Not just good in the vague, harmless sense. He was visibly, demonstrably, relentlessly good. The kind of good that arrived punctually in comment sections and left a tidy trail of heart emojis behind. The kind of good that knew exactly when to post, what to say, and which opinion would receive the most approving nods from strangers with anime avatars.
Elliot had built the persona carefully, like a bonsai tree trimmed into a perfect shape. It had taken years of pruning.
In real life, his flat was quiet in the way places become when no one visits. The curtains stayed half closed. The sink filled gradually with mugs that once held coffee and now held intention. His phone rarely rang, but it buzzed constantly—notifications from people he had never met congratulating him for being such a thoughtful human being.
The applause was silent but addictive.
Online, Elliot was kind. Fiercely kind. Performatively kind. He shared petitions before breakfast and posted compassionate threads before lunch. He corrected people gently but firmly. He condemned things with careful, eloquent disappointment. He supported causes he had learned about three minutes earlier with the conviction of a lifelong activist.
He never said the wrong thing. More importantly, he never said the honest thing.
Honesty was risky. Honesty could be screenshotted.
So Elliot watched the crowd instead. He waited for the temperature of the room to settle before speaking. A pause, a scroll, a quick scan of the most-liked replies. Then he would step forward, nodding vigorously, echoing the consensus in slightly different wording—just enough originality to seem sincere, just enough agreement to stay safe.
He was a human retweet.
The mob didn’t frighten him because they were cruel. They frightened him because they were efficient. One misstep, one badly phrased joke, one opinion that aged poorly, and the crowd would turn with the speed of weather. He had watched it happen to others. People evaporated overnight, leaving behind apology notes and locked accounts.
Elliot survived by never standing still long enough to be noticed.
His posts read like warm hugs. His private thoughts read like cold rain.

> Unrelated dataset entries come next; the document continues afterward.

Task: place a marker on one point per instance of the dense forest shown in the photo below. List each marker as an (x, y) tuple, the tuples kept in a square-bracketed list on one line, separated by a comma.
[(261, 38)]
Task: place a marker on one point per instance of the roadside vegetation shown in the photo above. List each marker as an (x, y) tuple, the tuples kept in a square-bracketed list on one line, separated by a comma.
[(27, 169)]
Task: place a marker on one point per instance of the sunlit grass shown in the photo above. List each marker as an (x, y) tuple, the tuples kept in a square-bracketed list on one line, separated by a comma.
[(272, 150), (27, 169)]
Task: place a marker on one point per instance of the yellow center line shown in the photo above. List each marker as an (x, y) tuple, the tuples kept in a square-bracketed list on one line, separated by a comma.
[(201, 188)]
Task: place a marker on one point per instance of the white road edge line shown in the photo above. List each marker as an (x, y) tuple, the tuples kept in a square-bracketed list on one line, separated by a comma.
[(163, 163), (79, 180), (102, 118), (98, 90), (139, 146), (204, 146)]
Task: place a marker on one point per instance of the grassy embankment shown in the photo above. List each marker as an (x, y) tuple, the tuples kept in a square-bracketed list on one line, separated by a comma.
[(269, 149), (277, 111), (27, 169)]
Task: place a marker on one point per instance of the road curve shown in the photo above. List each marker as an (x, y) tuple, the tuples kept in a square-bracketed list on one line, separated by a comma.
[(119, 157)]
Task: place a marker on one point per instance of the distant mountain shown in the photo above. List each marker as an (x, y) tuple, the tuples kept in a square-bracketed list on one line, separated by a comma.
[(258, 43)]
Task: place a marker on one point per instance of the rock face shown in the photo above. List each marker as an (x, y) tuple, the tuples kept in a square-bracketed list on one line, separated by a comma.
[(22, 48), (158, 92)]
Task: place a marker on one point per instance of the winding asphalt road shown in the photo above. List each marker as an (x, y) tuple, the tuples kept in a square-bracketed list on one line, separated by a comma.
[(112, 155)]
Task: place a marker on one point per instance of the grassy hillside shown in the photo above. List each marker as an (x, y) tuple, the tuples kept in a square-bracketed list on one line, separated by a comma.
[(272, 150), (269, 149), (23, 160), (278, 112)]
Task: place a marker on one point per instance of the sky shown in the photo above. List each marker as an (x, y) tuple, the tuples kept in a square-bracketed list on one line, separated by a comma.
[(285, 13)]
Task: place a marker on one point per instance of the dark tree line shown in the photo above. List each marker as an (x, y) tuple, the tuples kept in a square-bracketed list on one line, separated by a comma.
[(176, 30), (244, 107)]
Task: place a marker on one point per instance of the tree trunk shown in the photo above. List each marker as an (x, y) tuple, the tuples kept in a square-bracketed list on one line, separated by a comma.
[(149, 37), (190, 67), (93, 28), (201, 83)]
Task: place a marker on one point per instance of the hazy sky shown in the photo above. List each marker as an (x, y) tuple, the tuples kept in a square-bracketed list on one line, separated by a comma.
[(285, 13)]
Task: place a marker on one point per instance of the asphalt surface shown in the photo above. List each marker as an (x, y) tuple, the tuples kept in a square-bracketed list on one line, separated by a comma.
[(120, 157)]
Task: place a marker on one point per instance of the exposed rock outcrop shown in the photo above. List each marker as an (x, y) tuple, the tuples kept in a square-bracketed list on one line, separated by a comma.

He muted people he publicly praised. He rolled his eyes at threads he enthusiastically shared. He despised the endless moral grandstanding even as he perfected it. Each day felt like attending a party where everyone insisted they were having a wonderful time while quietly checking the exits.

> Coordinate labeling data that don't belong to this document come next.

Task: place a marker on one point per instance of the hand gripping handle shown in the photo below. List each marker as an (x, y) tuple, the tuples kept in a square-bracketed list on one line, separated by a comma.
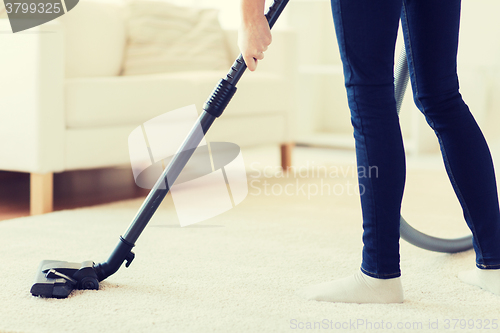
[(226, 88)]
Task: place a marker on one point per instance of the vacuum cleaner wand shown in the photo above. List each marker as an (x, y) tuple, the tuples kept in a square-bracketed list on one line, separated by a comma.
[(58, 278)]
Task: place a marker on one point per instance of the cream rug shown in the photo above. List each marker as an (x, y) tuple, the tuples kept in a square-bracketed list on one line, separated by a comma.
[(238, 272)]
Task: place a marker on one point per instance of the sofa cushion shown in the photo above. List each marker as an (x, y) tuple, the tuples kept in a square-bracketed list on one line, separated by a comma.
[(95, 38), (131, 100), (163, 37)]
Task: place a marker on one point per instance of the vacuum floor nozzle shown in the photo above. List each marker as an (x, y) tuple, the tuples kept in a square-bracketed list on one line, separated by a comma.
[(57, 279)]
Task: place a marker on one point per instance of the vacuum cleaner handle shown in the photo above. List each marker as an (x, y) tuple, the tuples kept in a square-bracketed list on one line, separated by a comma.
[(239, 65), (212, 109)]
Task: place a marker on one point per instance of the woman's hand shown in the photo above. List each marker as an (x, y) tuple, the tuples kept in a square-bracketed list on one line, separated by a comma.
[(254, 35)]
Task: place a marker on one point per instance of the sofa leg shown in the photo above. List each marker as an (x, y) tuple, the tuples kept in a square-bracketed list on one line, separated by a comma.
[(286, 155), (41, 193)]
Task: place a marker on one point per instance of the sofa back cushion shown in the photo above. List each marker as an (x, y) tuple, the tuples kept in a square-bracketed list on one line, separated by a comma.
[(163, 37), (95, 38)]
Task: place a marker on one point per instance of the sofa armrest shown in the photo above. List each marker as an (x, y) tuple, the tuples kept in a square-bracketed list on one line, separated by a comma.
[(31, 98)]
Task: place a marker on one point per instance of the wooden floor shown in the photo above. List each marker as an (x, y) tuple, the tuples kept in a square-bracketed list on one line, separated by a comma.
[(72, 189)]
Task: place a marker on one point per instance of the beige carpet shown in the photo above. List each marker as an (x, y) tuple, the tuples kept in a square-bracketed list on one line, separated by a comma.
[(237, 272)]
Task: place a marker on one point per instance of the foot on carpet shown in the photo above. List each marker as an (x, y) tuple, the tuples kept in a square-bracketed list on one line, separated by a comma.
[(488, 279), (358, 288)]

Sometimes he typed a reply that was honest. Something blunt. Something real. Something that might have started an argument instead of ending one. He would stare at the words, heart racing, imagining the fallout.

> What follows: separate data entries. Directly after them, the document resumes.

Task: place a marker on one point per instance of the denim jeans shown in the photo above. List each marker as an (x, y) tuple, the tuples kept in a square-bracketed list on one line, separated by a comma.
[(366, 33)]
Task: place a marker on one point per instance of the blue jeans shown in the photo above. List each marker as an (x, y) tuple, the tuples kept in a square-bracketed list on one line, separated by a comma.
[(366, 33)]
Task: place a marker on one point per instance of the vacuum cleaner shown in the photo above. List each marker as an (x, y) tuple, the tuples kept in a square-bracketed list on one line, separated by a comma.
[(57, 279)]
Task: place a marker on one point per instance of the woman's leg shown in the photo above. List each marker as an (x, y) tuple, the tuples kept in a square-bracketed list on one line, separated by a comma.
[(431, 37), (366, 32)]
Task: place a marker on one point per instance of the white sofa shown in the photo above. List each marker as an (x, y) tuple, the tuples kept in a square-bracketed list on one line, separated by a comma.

Then he would delete it and replace it with kindness.
Kindness was safer. Kindness was applauded. Kindness got likes.
Likes felt like oxygen.
The strangest part was how much he resented the people who provided it. Their avatars smiled back at him from his phone like a chorus of polite strangers applauding a speech he didn’t believe in. He knew they didn’t truly know him. Worse, he knew he didn’t want them to.
He feared ridicule more than loneliness, so he chose loneliness with Wi-Fi.
Every so often he posted about mental health. Vulnerability performed well. A carefully worded confession about burnout, a tasteful mention of therapy, a gentle reminder to “be kind to yourselves.” The responses poured in immediately. Support. Love. Solidarity. Dozens of people telling him he mattered.
He read every message and felt nothing.
Because the person they cared about didn’t exist.
One evening, after a particularly successful thread, Elliot closed the laptop and sat in the silence of his flat. The room hummed faintly with electricity and distant traffic. He realised he had spent the entire day agreeing with people he secretly disagreed with.
He tried to remember the last time he’d said something that felt dangerous and true. The memory didn’t come.
His phone buzzed again. Another notification. Another stranger thanking him for being such a good person.
He stared at the screen for a long time before turning it face down on the table.
The silence that followed felt heavier than any argument.